Posted by: John at September 24, 2004 8:07 AM

Worst campaign ever. Yet he is still close to Bush in the national polls and by no means has Bush put this thing away. Perhaps Evan Thomas is right that the MSM is improving Kerry by 15pts - without those 15 pts he would be in the low 30s which make sense. (noticed elsewhere that the latest CBS poll (Bush 51 Kerry 42) had Kerry's favorable/unfavorable at 32/44.

Posted by: AWW at September 24, 2004 8:13 AM

MSM now (on Kerry campaign cue) painting Bush as the flip flopper. Watching MSM keep straight face is fun bought still probably an effective move on their part because some people turn off and immediatly assume both sides wrong. Bush campaign should respond and point out the baloney

Posted by: Perry at September 24, 2004 8:31 AM


Down 8 to 10 is pretty close?

Posted by: oj at September 24, 2004 8:35 AM

OJ beat me to it, but you've got to figure that 40% is the rock bottom basement floor for the Democratic nominee.

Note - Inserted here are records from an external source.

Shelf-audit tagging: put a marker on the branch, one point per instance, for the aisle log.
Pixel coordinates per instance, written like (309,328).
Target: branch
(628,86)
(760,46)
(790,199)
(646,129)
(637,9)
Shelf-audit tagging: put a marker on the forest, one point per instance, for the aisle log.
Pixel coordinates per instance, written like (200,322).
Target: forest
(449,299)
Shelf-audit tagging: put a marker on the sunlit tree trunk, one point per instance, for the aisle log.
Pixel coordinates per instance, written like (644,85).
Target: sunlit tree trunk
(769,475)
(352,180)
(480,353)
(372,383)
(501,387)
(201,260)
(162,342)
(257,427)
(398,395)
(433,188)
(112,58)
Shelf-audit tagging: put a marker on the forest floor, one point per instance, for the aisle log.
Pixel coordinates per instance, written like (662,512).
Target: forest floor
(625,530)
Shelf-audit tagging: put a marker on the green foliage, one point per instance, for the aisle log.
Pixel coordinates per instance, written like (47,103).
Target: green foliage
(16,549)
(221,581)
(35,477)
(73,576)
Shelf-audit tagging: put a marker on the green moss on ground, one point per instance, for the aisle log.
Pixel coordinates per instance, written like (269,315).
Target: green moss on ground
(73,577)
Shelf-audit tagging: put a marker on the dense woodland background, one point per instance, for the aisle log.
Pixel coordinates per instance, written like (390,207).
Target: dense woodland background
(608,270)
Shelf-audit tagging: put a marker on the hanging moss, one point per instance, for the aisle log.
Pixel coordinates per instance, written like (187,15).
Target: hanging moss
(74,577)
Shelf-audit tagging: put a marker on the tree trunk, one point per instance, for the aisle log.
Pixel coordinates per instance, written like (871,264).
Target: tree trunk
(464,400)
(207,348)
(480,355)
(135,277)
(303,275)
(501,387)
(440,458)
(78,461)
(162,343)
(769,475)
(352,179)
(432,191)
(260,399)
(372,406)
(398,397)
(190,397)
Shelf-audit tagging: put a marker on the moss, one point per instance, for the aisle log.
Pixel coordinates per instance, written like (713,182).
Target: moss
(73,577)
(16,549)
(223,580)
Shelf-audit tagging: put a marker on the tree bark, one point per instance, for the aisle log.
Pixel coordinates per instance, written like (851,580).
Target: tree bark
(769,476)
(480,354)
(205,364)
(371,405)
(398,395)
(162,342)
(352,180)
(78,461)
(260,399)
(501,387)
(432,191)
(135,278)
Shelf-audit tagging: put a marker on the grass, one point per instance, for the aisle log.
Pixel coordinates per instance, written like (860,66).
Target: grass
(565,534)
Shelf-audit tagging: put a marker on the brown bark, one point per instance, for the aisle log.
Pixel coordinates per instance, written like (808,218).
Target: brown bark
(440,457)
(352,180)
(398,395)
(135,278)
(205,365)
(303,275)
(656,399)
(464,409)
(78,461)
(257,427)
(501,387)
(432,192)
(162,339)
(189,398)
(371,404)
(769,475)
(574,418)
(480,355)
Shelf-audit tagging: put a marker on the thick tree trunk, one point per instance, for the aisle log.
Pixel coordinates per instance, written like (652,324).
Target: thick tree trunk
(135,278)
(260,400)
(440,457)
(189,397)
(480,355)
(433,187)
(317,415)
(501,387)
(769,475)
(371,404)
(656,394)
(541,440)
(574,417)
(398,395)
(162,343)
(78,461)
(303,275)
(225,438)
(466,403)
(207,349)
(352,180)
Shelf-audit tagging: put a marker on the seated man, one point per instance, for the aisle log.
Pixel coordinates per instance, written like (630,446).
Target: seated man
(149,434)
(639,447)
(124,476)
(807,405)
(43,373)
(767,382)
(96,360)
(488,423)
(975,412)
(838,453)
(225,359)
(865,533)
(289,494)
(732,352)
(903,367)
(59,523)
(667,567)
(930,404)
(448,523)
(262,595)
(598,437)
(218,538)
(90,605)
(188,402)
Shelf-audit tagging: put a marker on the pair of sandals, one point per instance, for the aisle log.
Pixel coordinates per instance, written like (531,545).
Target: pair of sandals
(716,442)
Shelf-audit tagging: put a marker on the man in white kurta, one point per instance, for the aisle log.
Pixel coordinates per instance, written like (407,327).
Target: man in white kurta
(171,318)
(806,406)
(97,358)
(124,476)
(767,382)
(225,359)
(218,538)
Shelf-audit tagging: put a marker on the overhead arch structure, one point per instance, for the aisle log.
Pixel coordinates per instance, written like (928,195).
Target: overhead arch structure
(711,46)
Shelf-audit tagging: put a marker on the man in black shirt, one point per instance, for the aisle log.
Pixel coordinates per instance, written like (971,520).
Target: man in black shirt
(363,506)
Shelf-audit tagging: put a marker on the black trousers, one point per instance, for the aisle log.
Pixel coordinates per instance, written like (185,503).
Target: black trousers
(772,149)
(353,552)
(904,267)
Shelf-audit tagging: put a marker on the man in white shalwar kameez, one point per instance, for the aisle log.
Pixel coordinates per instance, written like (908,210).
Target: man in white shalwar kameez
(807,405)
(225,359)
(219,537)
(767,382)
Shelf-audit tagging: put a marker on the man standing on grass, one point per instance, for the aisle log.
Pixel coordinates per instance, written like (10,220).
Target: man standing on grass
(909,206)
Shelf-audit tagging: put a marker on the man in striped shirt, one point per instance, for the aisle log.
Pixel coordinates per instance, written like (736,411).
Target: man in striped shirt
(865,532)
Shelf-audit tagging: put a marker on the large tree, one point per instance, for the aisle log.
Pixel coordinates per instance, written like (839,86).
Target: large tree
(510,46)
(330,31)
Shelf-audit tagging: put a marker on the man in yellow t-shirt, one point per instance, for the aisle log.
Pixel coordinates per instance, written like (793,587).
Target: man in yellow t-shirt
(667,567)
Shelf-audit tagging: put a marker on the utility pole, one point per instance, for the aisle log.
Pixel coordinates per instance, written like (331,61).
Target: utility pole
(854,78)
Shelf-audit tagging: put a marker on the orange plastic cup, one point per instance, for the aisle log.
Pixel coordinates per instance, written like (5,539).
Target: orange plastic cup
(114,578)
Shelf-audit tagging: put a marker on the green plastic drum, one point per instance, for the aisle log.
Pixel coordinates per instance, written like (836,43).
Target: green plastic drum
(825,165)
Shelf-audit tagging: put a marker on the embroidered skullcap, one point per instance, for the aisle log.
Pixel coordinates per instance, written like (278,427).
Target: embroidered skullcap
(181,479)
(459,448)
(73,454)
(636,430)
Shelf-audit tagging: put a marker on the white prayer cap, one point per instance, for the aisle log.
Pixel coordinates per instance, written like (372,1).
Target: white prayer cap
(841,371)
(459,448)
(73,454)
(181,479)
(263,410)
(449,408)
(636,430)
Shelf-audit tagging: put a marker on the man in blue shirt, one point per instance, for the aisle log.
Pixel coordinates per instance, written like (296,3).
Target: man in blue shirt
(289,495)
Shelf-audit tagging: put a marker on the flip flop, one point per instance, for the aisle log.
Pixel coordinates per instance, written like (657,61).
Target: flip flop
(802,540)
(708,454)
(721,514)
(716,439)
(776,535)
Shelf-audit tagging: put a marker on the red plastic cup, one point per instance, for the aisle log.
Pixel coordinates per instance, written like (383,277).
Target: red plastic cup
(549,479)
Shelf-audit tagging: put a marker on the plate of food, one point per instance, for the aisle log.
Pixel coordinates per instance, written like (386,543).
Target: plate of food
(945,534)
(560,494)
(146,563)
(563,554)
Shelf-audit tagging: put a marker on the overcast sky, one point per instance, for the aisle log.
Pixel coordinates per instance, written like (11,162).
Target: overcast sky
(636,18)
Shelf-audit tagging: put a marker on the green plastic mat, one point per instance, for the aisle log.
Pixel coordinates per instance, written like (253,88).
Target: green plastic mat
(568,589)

Posted by: David Cohen at September 24, 2004 8:40 AM

"lessons of that searing defeat"

Poor guy, he was seared again. Must have burn marks all over his b*tt.

Posted by: h-man at September 24, 2004 8:43 AM


It's probably about 34%, which is where Kerry might end up if Paris, Kansas City, and Hanoi become part of the national consciousness.

In MA, those issues might not even hurt Kerry, so he has never given them a second thought. He knew the worst he would do is about 55%, so why bother? But across the country, it is a completely different story.

Why are so many Democrats complaining about the windsurfing ad? Because it HURTS. And, I note that Kerry's response used the word 'juvenile'. Not a good choice. He's condescending yet again.

Posted by: jim hamlen at September 24, 2004 10:33 AM


At the point where you're complaining that the other guy is being too tough on you haven't you lost anyway?

Posted by: oj at September 24, 2004 10:42 AM

Precisely. Bush has not complained once about all the heat he has taken (except to call for elimination of all 527s, which was an expedient answer to an awkward question).

Kerry really is out of his league. Way out.

Posted by: jim hamlen at September 24, 2004 12:11 PM

And look at the reaction to Bush's call to regulat the 527s-- a bit of squawking and then everyone MovedOn™ when they realized nobody cared, and it might expose who was getting the most benefit from the status quo.